Les vertus d’une étude de faisabilité sont dès lors immenses. Comme son déroulement, lorsqu’il est fait avec tact, permet à son commanditaire d’en ressentir les conditions de sa faisabilité, et ce sans investissement massif, elle permet de réaliser de grandes économies de temps et évidemment d’argent, qui peut alors être utilisé autrement. Si l’étude révèle une faisabilité positive, celle-ci aura permis de convoquer dans un retro planning les tâches et les partenariats qui s’imposeront naturellement. Là encore, un gain de temps et d’argent.
Quelles sont les caractéristiques d’une étude de faisabilité financière en restauration ?
A celles et ceux qui doutent de ces vertus, notamment parce que la concrétisation d’un projet de restaurant peut coûter plus cher que la prévision, et donc rendre caduque les conclusions de l’étude qui aura été réalisée avant la dite réalisation du projet, il faudra bien leur concéder une carence forte aux experts qui tendent à flatter les projets de leurs clients. Le restaurateur doit donc s’assurer dans les conclusions qui lui sont remises d’ores et déjà deux choses : 1) la hauteur de l’investissement est plutôt sur évalué que sous-évalué 2) les effectifs prévisionnels ont été établis comme si le restaurant existait déj. Et cette prévision d’effectifs constitue la base de calcul de la masse salariale prévisionnelle. Naturellement, les rémunérations de la gérance et du management sont prévues au prix du marché.
Quelles sont les spécificités d’un produit de restauration ?

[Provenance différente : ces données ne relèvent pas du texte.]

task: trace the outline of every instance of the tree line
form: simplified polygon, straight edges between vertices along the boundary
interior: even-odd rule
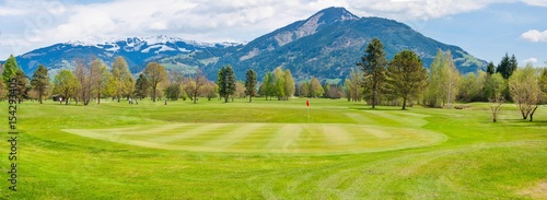
[[[422,104],[451,108],[455,102],[490,102],[492,119],[503,103],[513,102],[523,119],[533,120],[537,107],[547,102],[547,68],[519,68],[514,55],[490,62],[486,71],[459,74],[451,51],[439,50],[429,71],[420,58],[403,50],[387,61],[382,43],[374,38],[345,81],[348,102],[365,99],[376,105]]]
[[[30,79],[18,67],[13,56],[10,56],[2,67],[3,81],[0,83],[0,96],[5,98],[8,94],[5,85],[10,79],[15,78],[20,103],[24,99],[36,99],[42,104],[48,96],[62,101],[66,105],[71,102],[77,105],[80,103],[89,105],[92,101],[101,104],[101,99],[106,97],[117,102],[121,98],[150,97],[153,102],[162,98],[170,101],[189,98],[194,103],[200,97],[208,101],[219,97],[228,103],[229,98],[233,101],[235,97],[248,97],[252,102],[252,98],[259,94],[289,99],[294,94],[294,79],[290,70],[283,71],[281,68],[268,73],[267,89],[263,82],[258,90],[254,70],[247,71],[245,82],[236,81],[231,66],[222,67],[217,81],[213,82],[201,74],[199,69],[190,75],[176,70],[166,70],[160,63],[150,62],[135,79],[123,57],[116,57],[112,68],[108,68],[103,60],[93,58],[89,63],[77,60],[73,70],[60,70],[53,81],[48,69],[39,64],[30,83]]]

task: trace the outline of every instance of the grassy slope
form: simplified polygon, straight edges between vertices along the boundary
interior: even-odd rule
[[[492,123],[484,104],[470,110],[415,107],[400,111],[312,99],[313,123],[415,123],[449,137],[426,148],[322,156],[156,150],[60,131],[195,121],[305,123],[304,101],[178,102],[167,106],[143,101],[139,106],[104,103],[89,107],[25,103],[19,110],[20,191],[8,191],[8,183],[1,181],[0,198],[546,198],[540,188],[547,183],[545,107],[538,109],[536,122],[526,122],[509,105],[501,121]],[[0,107],[7,104],[0,103]],[[408,118],[395,121],[391,115]],[[5,119],[7,114],[0,118]],[[5,132],[7,126],[0,130]],[[2,154],[7,150],[8,143],[0,143]],[[7,156],[1,156],[0,169],[7,172]],[[534,190],[544,193],[528,195]]]

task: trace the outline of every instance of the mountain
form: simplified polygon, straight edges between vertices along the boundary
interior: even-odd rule
[[[438,49],[451,50],[462,73],[484,70],[487,62],[464,49],[440,43],[409,26],[387,19],[358,17],[344,8],[328,8],[306,20],[298,21],[247,44],[197,43],[176,37],[130,37],[124,39],[88,38],[36,49],[16,57],[25,73],[32,74],[38,63],[56,73],[71,69],[75,59],[98,57],[110,63],[116,56],[126,58],[132,73],[139,73],[150,61],[170,70],[194,73],[199,68],[216,80],[224,64],[234,68],[237,79],[254,69],[259,79],[277,67],[290,69],[298,80],[345,78],[360,61],[369,42],[377,37],[388,59],[404,49],[421,56],[426,67]]]
[[[451,50],[462,73],[485,69],[479,60],[459,47],[423,36],[409,26],[381,17],[357,17],[344,8],[328,8],[307,20],[294,22],[252,40],[223,56],[206,70],[208,74],[223,64],[232,64],[237,78],[252,68],[265,74],[277,67],[290,69],[300,80],[344,78],[360,61],[369,42],[377,37],[388,59],[404,49],[417,52],[426,67],[438,49]]]
[[[39,63],[56,72],[60,69],[72,69],[78,59],[89,61],[91,58],[96,57],[107,64],[110,64],[114,57],[123,56],[129,64],[131,72],[138,73],[142,71],[150,61],[159,61],[167,57],[173,58],[191,55],[196,51],[214,52],[214,50],[233,45],[238,44],[198,43],[164,35],[153,37],[129,37],[124,39],[92,37],[39,48],[16,57],[16,60],[26,74],[32,74]],[[193,60],[186,62],[191,63],[191,61]],[[198,67],[206,66],[195,64]]]

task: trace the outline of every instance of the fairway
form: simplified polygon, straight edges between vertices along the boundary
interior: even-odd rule
[[[146,148],[232,153],[363,153],[446,139],[426,129],[341,123],[171,123],[63,131]]]
[[[547,199],[547,107],[305,102],[27,102],[0,199]]]

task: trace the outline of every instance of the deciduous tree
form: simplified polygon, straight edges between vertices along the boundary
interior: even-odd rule
[[[114,83],[114,97],[119,102],[121,97],[129,97],[135,91],[135,79],[129,71],[126,59],[116,57],[112,64],[112,77]]]
[[[97,97],[97,104],[101,105],[102,95],[108,94],[108,83],[112,82],[110,72],[103,60],[95,58],[91,62],[91,84],[92,93]]]
[[[325,94],[325,90],[316,78],[312,78],[312,81],[310,81],[310,93],[311,97],[321,97]]]
[[[93,91],[93,84],[91,81],[91,69],[85,64],[84,60],[77,60],[74,69],[74,78],[77,79],[77,96],[74,99],[78,104],[79,101],[83,102],[83,105],[88,105],[91,101],[91,93]]]
[[[507,83],[501,73],[491,74],[487,80],[487,86],[491,89],[491,96],[489,96],[490,110],[492,111],[492,121],[498,121],[498,114],[501,110],[501,105],[505,102],[503,91],[505,91]]]
[[[38,101],[42,104],[42,98],[48,91],[49,87],[49,74],[47,73],[47,68],[43,64],[38,66],[38,69],[34,72],[31,85],[38,95]]]
[[[18,70],[18,61],[15,60],[15,57],[13,57],[13,55],[10,55],[10,58],[8,58],[8,60],[5,60],[5,63],[3,64],[2,71],[2,79],[5,85],[9,85],[10,79],[15,77]]]
[[[156,97],[161,95],[160,91],[168,84],[167,71],[162,64],[150,62],[144,69],[144,77],[151,87],[152,102],[155,102]]]
[[[532,121],[542,97],[537,70],[532,64],[517,69],[509,78],[509,91],[516,107],[521,110],[522,118],[529,117]]]
[[[359,69],[351,69],[349,79],[346,79],[344,86],[346,87],[346,95],[349,101],[361,102],[363,95],[363,72]]]
[[[391,91],[403,98],[406,109],[407,99],[418,96],[426,86],[428,72],[414,51],[403,50],[395,55],[386,75]]]

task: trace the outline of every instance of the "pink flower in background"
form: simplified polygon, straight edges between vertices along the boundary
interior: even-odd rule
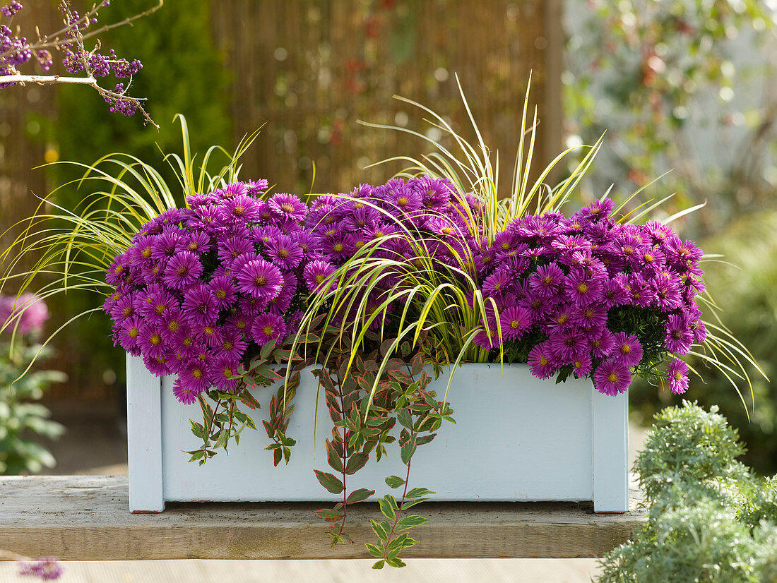
[[[8,324],[4,331],[12,332],[18,323],[18,330],[21,334],[39,332],[48,317],[46,302],[36,295],[23,293],[18,298],[15,296],[0,296],[0,328]]]

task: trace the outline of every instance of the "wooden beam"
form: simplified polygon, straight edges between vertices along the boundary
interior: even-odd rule
[[[329,547],[313,515],[321,504],[169,504],[131,514],[126,477],[0,479],[0,548],[68,560],[368,558],[368,518],[377,505],[349,509],[357,544]],[[631,508],[639,495],[631,493]],[[413,531],[406,557],[438,558],[601,557],[645,522],[641,510],[595,515],[590,503],[436,503],[413,512],[431,522]]]

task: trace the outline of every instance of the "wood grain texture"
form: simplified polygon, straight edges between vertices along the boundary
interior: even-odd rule
[[[169,504],[131,514],[127,480],[116,476],[0,479],[0,548],[69,560],[368,558],[368,519],[377,505],[349,510],[357,544],[329,545],[315,502]],[[630,507],[637,508],[632,491]],[[601,557],[625,542],[644,512],[595,515],[591,504],[429,503],[406,556],[437,558]]]

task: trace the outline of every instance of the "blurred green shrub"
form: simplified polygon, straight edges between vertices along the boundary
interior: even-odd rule
[[[777,376],[777,213],[741,218],[702,246],[710,254],[725,255],[725,263],[703,263],[707,289],[721,308],[721,318],[773,378]],[[689,362],[705,382],[692,376],[685,397],[705,407],[717,404],[739,430],[747,448],[745,463],[764,475],[777,472],[777,392],[768,381],[748,366],[751,395],[747,383],[734,379],[746,409],[728,379],[700,362]],[[681,398],[668,390],[660,391],[660,397],[664,405],[679,404]],[[635,383],[629,401],[636,421],[649,419],[662,405],[656,402],[655,388],[644,383]]]
[[[635,464],[648,522],[602,559],[599,583],[777,581],[777,477],[755,477],[743,451],[715,407],[658,414]]]
[[[51,383],[64,382],[64,374],[33,370],[16,380],[37,354],[38,358],[47,356],[46,350],[38,354],[40,345],[36,340],[48,311],[43,301],[36,301],[30,294],[23,294],[16,305],[14,299],[0,296],[0,475],[36,474],[44,467],[53,467],[51,453],[30,438],[37,435],[55,439],[64,430],[48,418],[48,409],[31,402],[39,400]],[[26,303],[31,307],[12,320]]]

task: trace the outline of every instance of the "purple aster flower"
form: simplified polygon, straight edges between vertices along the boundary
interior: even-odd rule
[[[486,295],[493,296],[505,292],[510,286],[510,272],[509,270],[499,269],[486,278],[483,282],[483,290]]]
[[[616,332],[613,340],[615,342],[613,359],[628,368],[639,364],[643,349],[636,336],[633,334],[627,335],[625,332]]]
[[[566,296],[578,306],[597,303],[601,297],[601,281],[583,273],[570,273],[564,279]]]
[[[111,262],[106,271],[105,280],[111,286],[118,286],[124,281],[130,271],[130,258],[127,253],[120,253]]]
[[[181,237],[176,250],[179,252],[188,251],[199,255],[200,253],[207,253],[210,248],[211,238],[205,233],[197,231],[186,233],[186,234]]]
[[[302,248],[288,235],[280,235],[264,247],[274,264],[282,269],[291,270],[302,261]]]
[[[228,331],[234,331],[242,337],[246,337],[251,330],[251,324],[253,321],[252,317],[247,316],[240,311],[234,314],[227,318],[225,323],[225,329]]]
[[[615,348],[615,337],[607,328],[601,334],[591,340],[591,354],[598,359],[606,359],[612,354]]]
[[[613,306],[621,306],[627,304],[629,296],[626,290],[617,279],[607,279],[602,286],[601,298],[600,301],[605,307],[610,308]]]
[[[527,363],[531,368],[531,374],[539,379],[547,379],[556,370],[552,360],[550,344],[548,342],[541,342],[529,351]]]
[[[218,347],[221,354],[228,355],[230,358],[239,360],[248,348],[248,342],[243,338],[242,332],[238,331],[234,328],[223,326],[221,329],[221,343]]]
[[[541,297],[552,297],[560,290],[564,272],[555,263],[540,265],[529,277],[529,287]]]
[[[308,205],[293,194],[275,194],[267,201],[270,210],[279,218],[304,220],[308,214]]]
[[[659,276],[650,280],[662,311],[671,312],[680,307],[682,297],[680,286],[671,279]]]
[[[678,315],[669,316],[667,318],[667,335],[664,338],[667,350],[676,354],[685,354],[691,349],[692,343],[693,334],[685,318]]]
[[[381,219],[381,213],[371,206],[353,210],[343,220],[343,225],[354,233],[371,227]]]
[[[238,289],[253,298],[269,302],[280,293],[284,276],[280,270],[264,259],[254,259],[237,269]]]
[[[176,398],[178,399],[179,403],[183,403],[185,405],[190,405],[197,401],[197,397],[199,394],[195,393],[194,390],[190,387],[180,377],[179,377],[176,379],[176,382],[172,383],[172,394],[174,394]]]
[[[221,327],[214,324],[206,324],[204,325],[196,325],[193,328],[194,336],[198,340],[205,343],[209,348],[217,348],[224,342],[224,336],[221,334]]]
[[[230,378],[240,373],[240,360],[228,354],[216,357],[213,362],[213,383],[219,390],[233,391],[240,379]]]
[[[259,196],[264,194],[269,186],[270,182],[263,178],[256,182],[251,182],[249,180],[246,182],[246,188],[248,189],[248,194],[252,196]]]
[[[234,265],[240,257],[253,257],[253,244],[243,237],[230,237],[218,245],[218,259],[227,265]]]
[[[182,251],[176,253],[165,267],[162,282],[173,290],[185,290],[202,275],[202,263],[193,253]]]
[[[204,283],[195,283],[183,292],[183,308],[194,325],[211,324],[218,318],[216,296]]]
[[[230,276],[214,276],[207,283],[216,297],[216,304],[219,310],[231,306],[237,299],[237,286]]]
[[[682,394],[688,390],[688,365],[680,359],[672,359],[667,370],[669,389],[674,394]]]
[[[140,336],[142,323],[143,321],[138,316],[127,318],[119,324],[119,329],[116,334],[116,341],[119,345],[136,356],[140,353],[138,338]]]
[[[601,363],[594,373],[596,390],[611,397],[625,392],[631,381],[632,373],[629,367],[614,359]]]
[[[177,231],[164,231],[155,238],[152,245],[152,259],[166,259],[176,254],[178,242],[182,239]]]
[[[454,187],[447,180],[422,176],[408,182],[408,186],[421,197],[421,203],[427,209],[444,208]]]
[[[197,358],[186,363],[178,372],[178,379],[195,397],[211,388],[210,355],[204,354],[205,359]]]
[[[138,345],[145,356],[156,358],[162,356],[166,349],[162,324],[143,321],[138,331]]]
[[[117,301],[113,302],[109,311],[111,319],[117,324],[120,324],[124,318],[134,315],[136,311],[134,305],[134,294],[131,293],[124,297],[120,297]],[[10,315],[10,312],[9,312],[9,315]],[[0,316],[0,322],[2,321],[4,321],[4,319]]]
[[[137,265],[142,265],[148,262],[152,259],[152,253],[154,252],[154,241],[156,240],[155,235],[146,235],[140,237],[135,241],[132,247],[127,250],[127,255],[130,262]]]
[[[149,288],[151,286],[149,286]],[[147,288],[147,291],[148,288]],[[161,321],[165,313],[178,306],[178,300],[166,291],[153,291],[142,302],[138,302],[136,307],[144,318]]]
[[[162,323],[169,332],[177,332],[179,329],[186,326],[183,311],[177,306],[165,311],[165,314],[162,317]]]
[[[230,182],[222,191],[221,196],[225,199],[234,200],[239,196],[246,196],[247,194],[248,185],[245,182]]]
[[[346,261],[353,255],[356,247],[354,245],[353,235],[346,233],[336,233],[324,239],[321,245],[321,249],[335,260]]]
[[[256,200],[245,194],[237,194],[224,201],[219,212],[225,223],[254,223],[260,220],[260,206]]]
[[[551,331],[548,342],[556,361],[562,364],[574,362],[587,349],[585,337],[574,328],[558,328]]]
[[[169,351],[183,358],[194,358],[202,349],[199,341],[188,327],[178,328],[170,337]]]
[[[384,200],[389,210],[399,209],[406,214],[418,210],[423,206],[420,195],[406,185],[388,189],[385,196]]]
[[[517,340],[531,327],[531,312],[525,307],[511,306],[499,314],[499,321],[502,337],[506,340]]]
[[[323,290],[324,283],[335,272],[335,266],[325,261],[312,261],[305,266],[302,277],[305,284],[311,293],[318,293]],[[327,291],[335,288],[336,281],[333,281]]]
[[[291,235],[305,254],[315,253],[321,248],[321,239],[307,231],[298,231]]]
[[[18,7],[16,9],[21,8],[21,5],[17,2],[16,4],[16,7]],[[12,2],[11,7],[15,7]],[[7,9],[5,6],[2,9],[2,10]],[[21,567],[19,574],[40,577],[43,581],[54,581],[61,577],[62,573],[64,572],[64,567],[56,557],[40,557],[32,563],[19,561],[19,567]]]
[[[607,308],[601,304],[574,306],[572,321],[584,328],[601,330],[607,325]]]
[[[286,323],[277,314],[261,314],[251,325],[251,336],[260,346],[275,343],[286,334]]]

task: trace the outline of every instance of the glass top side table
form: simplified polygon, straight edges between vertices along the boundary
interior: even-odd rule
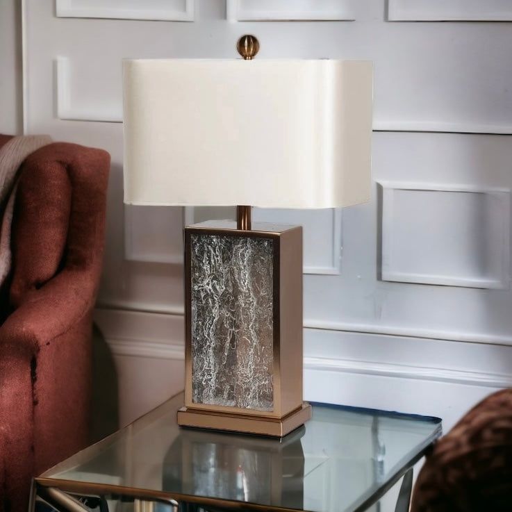
[[[32,507],[42,499],[79,512],[96,499],[102,512],[118,502],[176,512],[242,502],[244,510],[354,512],[405,474],[407,510],[412,466],[441,435],[438,418],[322,404],[281,440],[180,428],[183,403],[180,393],[36,478]]]

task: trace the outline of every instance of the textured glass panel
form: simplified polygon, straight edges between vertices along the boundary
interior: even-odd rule
[[[273,242],[192,235],[192,401],[273,410]]]

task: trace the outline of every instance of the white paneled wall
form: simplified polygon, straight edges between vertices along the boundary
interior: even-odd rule
[[[96,319],[122,422],[182,385],[181,227],[201,215],[124,207],[122,59],[236,57],[246,33],[258,58],[374,64],[371,201],[255,213],[305,226],[306,397],[449,428],[512,385],[511,15],[508,0],[24,0],[27,131],[112,155]]]

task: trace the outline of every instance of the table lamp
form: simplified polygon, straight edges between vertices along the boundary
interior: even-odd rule
[[[251,206],[368,201],[372,66],[333,60],[123,63],[124,202],[236,206],[184,229],[183,426],[282,437],[303,424],[302,231]]]

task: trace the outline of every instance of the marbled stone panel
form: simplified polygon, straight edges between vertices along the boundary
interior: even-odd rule
[[[272,411],[274,242],[190,237],[192,401]]]

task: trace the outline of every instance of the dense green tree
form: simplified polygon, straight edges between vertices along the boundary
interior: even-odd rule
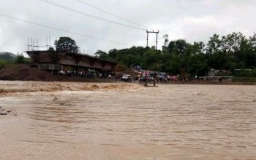
[[[60,37],[59,40],[54,42],[57,52],[69,51],[78,53],[79,47],[76,45],[76,42],[69,37]]]
[[[154,46],[145,48],[132,47],[122,49],[113,49],[108,54],[99,51],[97,55],[127,66],[138,65],[143,69],[151,71],[154,71],[157,62],[158,71],[167,72],[172,75],[190,74],[200,76],[206,76],[211,68],[230,71],[237,68],[256,68],[255,33],[249,38],[240,32],[223,36],[214,33],[206,45],[202,41],[190,44],[184,39],[169,41],[167,34],[163,39],[162,50],[157,52]]]
[[[102,51],[102,50],[97,50],[94,53],[95,57],[99,57],[99,58],[102,58],[108,60],[109,59],[108,54],[106,53],[106,52]]]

Le produit d’un restaurant présente des caractéristiques particulières, qui vont influencer fortement le déroulement d’une étude de faisabilité économique :
- Il existe presque toujours un potentiel de clients prêt à consommer un produit de restaurant. Des restaurants sont construits dans des endroits les plus reculés ou les plus hostiles de la planète.
- L’acte d’achat du produit restaurant est récurrent, potentiellement quotidien. Le client qui est vraiment satisfait d’un restaurant revient donc plusieurs fois dans l’année.
- Le produit est composite. Il y a le produit nourriture et boissons. Et il y a de façon simultanée le service rendu au client, partie intégrante du produit. Par conséquent, la faisabilité d’un restaurant se fonde en grande partie sur l’enthousiasme, le goût et l’expérience de l’entrepreneur, lequel pourra plus ou moins communiquer l’exigence de qualité d’accueil et de service selon le niveau de son propre engagement.
- Une concurrence accrue n’est pas nécessairement un point négatif. En restauration, le monde attire le monde.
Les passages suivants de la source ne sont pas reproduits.